Peak Power at 5 a.m.?

Reason #356 that building energy management will be a big market.

Most companies experience peak power hours between 2 p.m. and 6 p.m. on summer days when air conditioners are blasting at full tilt.

But it can occur at odd hours. Mukesh Khattar, the energy director in Oracle's Energy and Environment Group, mentioned to me this week how the software vendor had a grocery store client that was experiencing a sudden surge of power at around 5 a.m. While it dissipated, the surge drove up energy costs. It turned out that bakers at the store fired up the store's ovens at the same time. By staggering the launch, the store was able to smooth out the artificial peak and lower their pricing cost.

Mike Dauber at Battery Ventures, meanwhile, noted that another grocery chain had problems with a surge between 1 a.m. and 3 a.m at a few outlets. An automated check indicated that the applilances were all working, so the chain had a security guard patrol for anomalies. The culprit? The people who unloaded frozen foods. Instead of bringing pallets to the freezer, opening the door, dropping off the food, and closing the door as they left, the workers were opening all of the freezer doors at once and leaving them open until the loading was complete. The process was subsequently changed.

Just a few anecdotes to remind you that building management and monitoring will likely be one of the major topics of discussion this year in green. It's cheap, the results are tangible, and sometimes the problems are easy to fix. EnerNoc recently bought a company to move deeper in the field and landed a contract to analyze Morgan Stanley's New York offices for efficiency. Other companies with a focus on aspects of building management to follow: Cimetrics, Tririga, BuildingIQ, Advanced Telemetry, Agilewaves, Johnson Controls, Cisco, Honeywell, Microsoft, Intel (building management will be where home automation begins, executives at Intel tell me), Adura Technologies, Lumenergi, and EcoFactor.

As Jim Lee, CEO of Cimetrics, told us about a year ago: "The way we heat and cool buildings in the U.S. is absolutely ridiculous."

4 Comments

  • Jus7tme 01/15/10 11:03 PM

    How about the one where the dot.com CEOs ordered that all the lights should be on all night, so that potential shareholders could be suitably impressed with how hard the company was “working”.

    Reply
  • russ 01/16/10 1:17 AM

    Relearning old and well known tricks? This is really a ‘demand peak’ that triggers cost tier adjustments for possibly hours to come.

    İ remember 40 years back turning on banks of flood lights in a controlled manner to avoid peak power charges. İs this somehow different?

    Reply
  • Jus7tme 01/16/10 12:36 PM

    Yup, it is mostly simple common sense that has long since been lost because people just did not care about energy waste.

    And now we need fancy instrumentation to discover what should otherwise be obvious.

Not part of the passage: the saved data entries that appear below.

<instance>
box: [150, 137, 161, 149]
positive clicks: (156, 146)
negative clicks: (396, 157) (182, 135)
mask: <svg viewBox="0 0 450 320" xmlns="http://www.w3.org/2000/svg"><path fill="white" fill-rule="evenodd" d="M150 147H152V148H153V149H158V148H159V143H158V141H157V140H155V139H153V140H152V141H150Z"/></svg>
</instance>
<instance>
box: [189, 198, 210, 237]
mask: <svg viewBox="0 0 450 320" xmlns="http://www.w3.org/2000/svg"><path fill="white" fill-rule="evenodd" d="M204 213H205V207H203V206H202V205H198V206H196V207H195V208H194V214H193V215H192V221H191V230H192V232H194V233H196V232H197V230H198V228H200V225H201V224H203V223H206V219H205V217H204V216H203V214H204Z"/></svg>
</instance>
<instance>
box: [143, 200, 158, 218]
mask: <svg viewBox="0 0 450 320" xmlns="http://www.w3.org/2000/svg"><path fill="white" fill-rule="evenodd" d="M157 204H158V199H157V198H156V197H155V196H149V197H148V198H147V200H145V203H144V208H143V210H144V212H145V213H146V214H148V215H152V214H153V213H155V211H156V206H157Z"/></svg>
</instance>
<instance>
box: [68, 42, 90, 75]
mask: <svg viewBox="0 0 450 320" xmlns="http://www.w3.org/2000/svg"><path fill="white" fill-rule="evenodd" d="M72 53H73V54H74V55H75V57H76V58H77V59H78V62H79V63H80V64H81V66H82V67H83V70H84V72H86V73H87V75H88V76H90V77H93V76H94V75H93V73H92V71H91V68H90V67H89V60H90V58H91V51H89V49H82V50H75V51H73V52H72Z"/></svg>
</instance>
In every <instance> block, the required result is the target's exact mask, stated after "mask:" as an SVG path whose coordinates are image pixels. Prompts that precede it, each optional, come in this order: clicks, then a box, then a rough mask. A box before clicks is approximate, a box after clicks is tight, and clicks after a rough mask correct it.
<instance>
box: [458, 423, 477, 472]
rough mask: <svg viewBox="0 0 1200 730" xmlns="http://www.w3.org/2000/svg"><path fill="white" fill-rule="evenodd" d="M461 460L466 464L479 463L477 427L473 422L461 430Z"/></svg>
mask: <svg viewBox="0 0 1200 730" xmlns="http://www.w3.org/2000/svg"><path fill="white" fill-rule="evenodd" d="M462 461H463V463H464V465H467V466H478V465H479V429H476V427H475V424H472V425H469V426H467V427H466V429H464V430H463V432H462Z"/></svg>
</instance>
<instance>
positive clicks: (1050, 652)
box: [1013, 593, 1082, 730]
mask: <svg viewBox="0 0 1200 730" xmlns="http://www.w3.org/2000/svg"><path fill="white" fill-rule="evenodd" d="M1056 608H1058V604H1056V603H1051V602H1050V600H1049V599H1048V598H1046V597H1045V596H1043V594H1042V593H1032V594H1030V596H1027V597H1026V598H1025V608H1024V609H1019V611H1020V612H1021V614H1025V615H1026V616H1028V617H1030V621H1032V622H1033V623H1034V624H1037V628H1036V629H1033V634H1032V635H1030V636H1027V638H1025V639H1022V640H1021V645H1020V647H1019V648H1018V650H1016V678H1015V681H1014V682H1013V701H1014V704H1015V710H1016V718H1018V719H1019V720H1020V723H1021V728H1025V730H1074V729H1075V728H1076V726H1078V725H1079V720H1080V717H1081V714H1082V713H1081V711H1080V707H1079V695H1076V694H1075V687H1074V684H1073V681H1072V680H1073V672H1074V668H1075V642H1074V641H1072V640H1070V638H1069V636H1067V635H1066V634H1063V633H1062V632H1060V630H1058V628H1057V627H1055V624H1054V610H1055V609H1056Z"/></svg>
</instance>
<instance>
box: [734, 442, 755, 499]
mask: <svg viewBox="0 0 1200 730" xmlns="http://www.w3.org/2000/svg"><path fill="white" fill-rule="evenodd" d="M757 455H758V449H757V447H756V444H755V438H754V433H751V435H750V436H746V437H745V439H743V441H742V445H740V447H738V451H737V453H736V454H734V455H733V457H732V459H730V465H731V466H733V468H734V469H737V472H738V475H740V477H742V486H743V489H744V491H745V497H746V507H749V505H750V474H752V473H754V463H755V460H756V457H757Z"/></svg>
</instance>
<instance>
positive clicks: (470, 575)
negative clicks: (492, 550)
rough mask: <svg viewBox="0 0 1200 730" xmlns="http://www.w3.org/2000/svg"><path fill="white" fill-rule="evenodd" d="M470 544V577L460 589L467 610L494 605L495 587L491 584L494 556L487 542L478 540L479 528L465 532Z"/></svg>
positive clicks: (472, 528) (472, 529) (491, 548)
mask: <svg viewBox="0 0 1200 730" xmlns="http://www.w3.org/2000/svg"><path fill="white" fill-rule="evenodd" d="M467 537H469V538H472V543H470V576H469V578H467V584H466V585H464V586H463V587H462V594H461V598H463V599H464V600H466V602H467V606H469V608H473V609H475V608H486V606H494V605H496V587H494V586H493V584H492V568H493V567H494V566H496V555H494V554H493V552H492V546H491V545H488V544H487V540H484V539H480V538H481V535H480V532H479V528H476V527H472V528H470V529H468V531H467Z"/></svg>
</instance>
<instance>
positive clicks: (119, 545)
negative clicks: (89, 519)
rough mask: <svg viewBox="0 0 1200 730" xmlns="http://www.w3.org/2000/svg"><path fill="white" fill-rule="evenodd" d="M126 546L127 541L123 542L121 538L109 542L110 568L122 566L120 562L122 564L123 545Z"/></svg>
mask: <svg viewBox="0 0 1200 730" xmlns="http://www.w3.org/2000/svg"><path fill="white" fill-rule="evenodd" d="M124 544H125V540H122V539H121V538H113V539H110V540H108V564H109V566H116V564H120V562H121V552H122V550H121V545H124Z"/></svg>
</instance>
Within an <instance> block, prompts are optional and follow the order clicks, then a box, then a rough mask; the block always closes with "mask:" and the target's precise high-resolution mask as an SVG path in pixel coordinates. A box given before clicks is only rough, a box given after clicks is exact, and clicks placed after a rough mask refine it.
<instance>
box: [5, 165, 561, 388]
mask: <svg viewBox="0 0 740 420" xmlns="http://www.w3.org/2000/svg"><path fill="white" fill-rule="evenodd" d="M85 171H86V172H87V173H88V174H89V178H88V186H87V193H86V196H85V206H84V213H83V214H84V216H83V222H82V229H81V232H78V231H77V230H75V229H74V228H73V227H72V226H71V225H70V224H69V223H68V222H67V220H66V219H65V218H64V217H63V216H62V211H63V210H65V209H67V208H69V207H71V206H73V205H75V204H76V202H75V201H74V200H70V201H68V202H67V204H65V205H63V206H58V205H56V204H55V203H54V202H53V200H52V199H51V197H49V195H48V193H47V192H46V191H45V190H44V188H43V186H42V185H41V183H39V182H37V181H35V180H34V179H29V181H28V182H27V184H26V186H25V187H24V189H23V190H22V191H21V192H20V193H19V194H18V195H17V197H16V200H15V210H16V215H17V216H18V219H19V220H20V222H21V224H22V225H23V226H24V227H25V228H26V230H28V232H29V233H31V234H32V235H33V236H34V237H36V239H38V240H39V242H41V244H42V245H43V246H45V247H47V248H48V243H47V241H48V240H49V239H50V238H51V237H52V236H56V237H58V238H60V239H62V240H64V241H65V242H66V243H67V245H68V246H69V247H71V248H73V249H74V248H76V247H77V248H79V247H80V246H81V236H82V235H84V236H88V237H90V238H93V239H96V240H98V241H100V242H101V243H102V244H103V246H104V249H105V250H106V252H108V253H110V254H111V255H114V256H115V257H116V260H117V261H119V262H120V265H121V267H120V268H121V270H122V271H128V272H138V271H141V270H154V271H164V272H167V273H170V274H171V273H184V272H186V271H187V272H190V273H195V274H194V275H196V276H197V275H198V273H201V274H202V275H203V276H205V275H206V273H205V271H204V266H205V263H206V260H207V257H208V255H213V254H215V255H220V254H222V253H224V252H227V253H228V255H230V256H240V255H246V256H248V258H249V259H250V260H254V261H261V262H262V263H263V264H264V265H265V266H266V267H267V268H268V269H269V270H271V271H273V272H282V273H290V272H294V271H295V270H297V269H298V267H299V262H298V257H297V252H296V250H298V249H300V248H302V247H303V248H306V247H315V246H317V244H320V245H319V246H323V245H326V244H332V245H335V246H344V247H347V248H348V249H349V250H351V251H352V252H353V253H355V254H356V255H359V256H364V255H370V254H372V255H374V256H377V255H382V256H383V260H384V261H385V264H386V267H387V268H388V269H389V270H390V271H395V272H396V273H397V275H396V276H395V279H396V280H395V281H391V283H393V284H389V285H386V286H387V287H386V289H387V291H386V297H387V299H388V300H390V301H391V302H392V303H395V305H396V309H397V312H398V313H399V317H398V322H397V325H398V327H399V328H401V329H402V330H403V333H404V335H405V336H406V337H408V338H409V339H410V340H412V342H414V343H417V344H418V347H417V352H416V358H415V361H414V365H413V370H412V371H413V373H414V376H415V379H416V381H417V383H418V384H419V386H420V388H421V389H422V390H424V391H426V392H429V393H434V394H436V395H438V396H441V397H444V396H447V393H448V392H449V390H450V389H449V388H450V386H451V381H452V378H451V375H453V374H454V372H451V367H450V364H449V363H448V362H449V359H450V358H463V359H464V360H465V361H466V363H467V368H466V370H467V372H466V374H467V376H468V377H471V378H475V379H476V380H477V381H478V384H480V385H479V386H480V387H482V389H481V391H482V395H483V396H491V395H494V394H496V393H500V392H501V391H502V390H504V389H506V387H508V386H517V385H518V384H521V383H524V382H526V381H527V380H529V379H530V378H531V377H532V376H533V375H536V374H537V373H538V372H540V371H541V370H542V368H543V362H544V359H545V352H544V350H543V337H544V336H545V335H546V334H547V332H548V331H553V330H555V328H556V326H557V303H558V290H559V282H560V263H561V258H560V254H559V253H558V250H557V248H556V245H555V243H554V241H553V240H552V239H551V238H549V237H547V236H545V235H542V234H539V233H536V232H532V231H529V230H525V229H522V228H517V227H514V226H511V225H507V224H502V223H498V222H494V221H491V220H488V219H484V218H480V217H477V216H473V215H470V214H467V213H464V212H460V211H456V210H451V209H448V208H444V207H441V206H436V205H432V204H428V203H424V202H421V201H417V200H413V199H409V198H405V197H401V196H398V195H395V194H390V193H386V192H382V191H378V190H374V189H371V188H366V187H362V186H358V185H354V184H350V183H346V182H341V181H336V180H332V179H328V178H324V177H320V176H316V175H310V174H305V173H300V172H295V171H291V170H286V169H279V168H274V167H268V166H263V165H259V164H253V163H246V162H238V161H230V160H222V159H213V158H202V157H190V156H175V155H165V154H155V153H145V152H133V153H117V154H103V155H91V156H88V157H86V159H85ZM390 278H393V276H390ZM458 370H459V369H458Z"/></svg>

    I’m not speaking out against smart instrumentation, though. There may very well be some more subtle effects that are not so obvious.

    Reply
  • Carl Hage 01/17/10 5:46 PM

    Does a business (or home) really need an outsourced software service to analyze load problems? The electric bill should show the usage profile for the billing period, and could be charted with a spreadsheet. Some simple analysis of the profile should give clues as to finding causes of peak load or opportunities for time shifting. There seems to be many startups to sell software or service analyzing power use—a fancy version of a spreadsheet.

    What makes sense to me is a 10-channel Kill-A-Watt type device that could be placed in a junction box and measure power out of each circuit breaker. Log the data on a memory card and/or use WiFi to download and display usage patterns.

    Another interesting device (and service) I heard of was monitoring of peak load, then temporarily shutting off certain loads to remove the maximum peak. In a home, perhaps a refrigerator could be shut off while the stove is on high, for example.